California Uncontested Divorce Process
Looking at California Divorce Process: Uncontested Guide
For newlyweds, the last thing on both their minds is getting divorced. At that time, the ‘till death do us part’ is for real, and neither expects they’ll ever get divorced. But in many cases, it still happens, and that’s okay. A divorce is often a time filled with uncertainty, immense financial strain, and full of emotions. But it doesn’t have to go in that direction. A California divorce process uncontested case can be straightforward, given it is less stressful, time-efficient, and cost-effective.
Basically, an uncontested divorce is whereby both parties have agreed to cooperate and have come with a resolution about the divorce proceedings and other underlying issues. In California, the divorce process consists of three steps. Before a divorce can be finalized, there’s a compulsory ‘cooling’ period of six months that is implemented. The six month period starts from the time the initial petition to divorce is filed.
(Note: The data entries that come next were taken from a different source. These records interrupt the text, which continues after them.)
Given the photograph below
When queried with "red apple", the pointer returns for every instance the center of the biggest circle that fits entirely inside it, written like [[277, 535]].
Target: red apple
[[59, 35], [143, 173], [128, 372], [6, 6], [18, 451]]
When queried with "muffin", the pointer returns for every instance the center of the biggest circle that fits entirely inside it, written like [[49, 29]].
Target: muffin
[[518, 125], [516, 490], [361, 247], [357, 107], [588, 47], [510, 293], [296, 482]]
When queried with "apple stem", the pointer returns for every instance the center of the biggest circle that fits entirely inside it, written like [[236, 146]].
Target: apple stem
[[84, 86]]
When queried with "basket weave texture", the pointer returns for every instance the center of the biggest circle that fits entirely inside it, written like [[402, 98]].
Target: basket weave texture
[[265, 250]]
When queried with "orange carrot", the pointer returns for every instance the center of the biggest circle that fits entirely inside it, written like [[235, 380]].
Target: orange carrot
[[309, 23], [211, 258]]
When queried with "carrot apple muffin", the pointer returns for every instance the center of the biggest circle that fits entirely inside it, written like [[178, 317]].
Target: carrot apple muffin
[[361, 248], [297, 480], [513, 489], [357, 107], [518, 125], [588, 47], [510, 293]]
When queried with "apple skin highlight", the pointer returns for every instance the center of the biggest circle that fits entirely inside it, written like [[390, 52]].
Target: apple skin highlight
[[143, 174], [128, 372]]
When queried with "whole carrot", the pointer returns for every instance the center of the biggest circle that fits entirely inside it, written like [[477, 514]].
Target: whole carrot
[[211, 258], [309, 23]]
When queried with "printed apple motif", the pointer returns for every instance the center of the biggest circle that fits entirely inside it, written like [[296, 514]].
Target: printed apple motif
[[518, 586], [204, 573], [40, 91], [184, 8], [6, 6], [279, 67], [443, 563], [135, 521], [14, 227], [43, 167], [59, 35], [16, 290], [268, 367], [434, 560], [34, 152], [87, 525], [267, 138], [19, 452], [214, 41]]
Here’s a California uncontested divorce process guide:
The first stage of the divorce will see you preparing and filing a divorce petition. You’ll be required by the county court to begin by filing a petition for marriage dissolution, summons, and other related judicial council and local forms. In California law courts, the Form FL-100, Petition is the one that jumps starts the uncontested divorce process. Before filing Form FL-100, one or both of the parties must have been a legal California resident for the past six months or more. And when filing Form FL-100, you must present Summons FL-110.
You’ll also be required to disclose your personal information and that of your partner, which includes things like:
- Duration of marriage
- When you got married
- Where you live
- Identifying the children
It’s integral that these concerns be addressed properly and with some level of finesse. You can only demand what you request in the initial filing and pleading. The separation will be considered uncontested if both spouses want a divorce and have come to an agreement on terms like child custody and or support and property allocation.
Serve Your Spouse
Once you’ve filed and submitted the appropriate forms to the county office, the next stage is serving your spouse the divorce papers. Note that you can’t do this personally. Somebody over 18 years old has to deliver the petition and FL-115 Proof of Service of Summons, which lets the court know the spouse has been notified. Once you get served, the respondent has a 30-day gap between filing a response or risking the case being considered ‘default.’
As per California laws, both parties are required to exchange all their financial information, including community and separate property. This step involves both parties filling out a declaration of disclosure where they will disclose all their assets, expenses, income, and debts. Everything will be disclosed. That includes presenting supporting information such as credit card and bank statements, loan documents, tax returns, and title documents.
The Marital Settlement Agreement Stage
This is the last stage. It’s a contractual agreement between the spouses detailing how their debt and property will be sub-divided, child visitation and custody rights and whether child support or alimony will be paid. (Download our Marital Settlement Agreement template.) It’s submitted in the court of law as a final judgment. Upon approval by the court, it will be filed. Wait for the six-month waiting duration to pass.
Marriage is a legally binding action and should be treated similarly when it comes to ending it. If your differences are truly irreconcilable, then you shouldn’t feel obligated to stay in an unhappy marriage. There’s always an option for you. You can get your California divorce process uncontested case underway and move on with your life.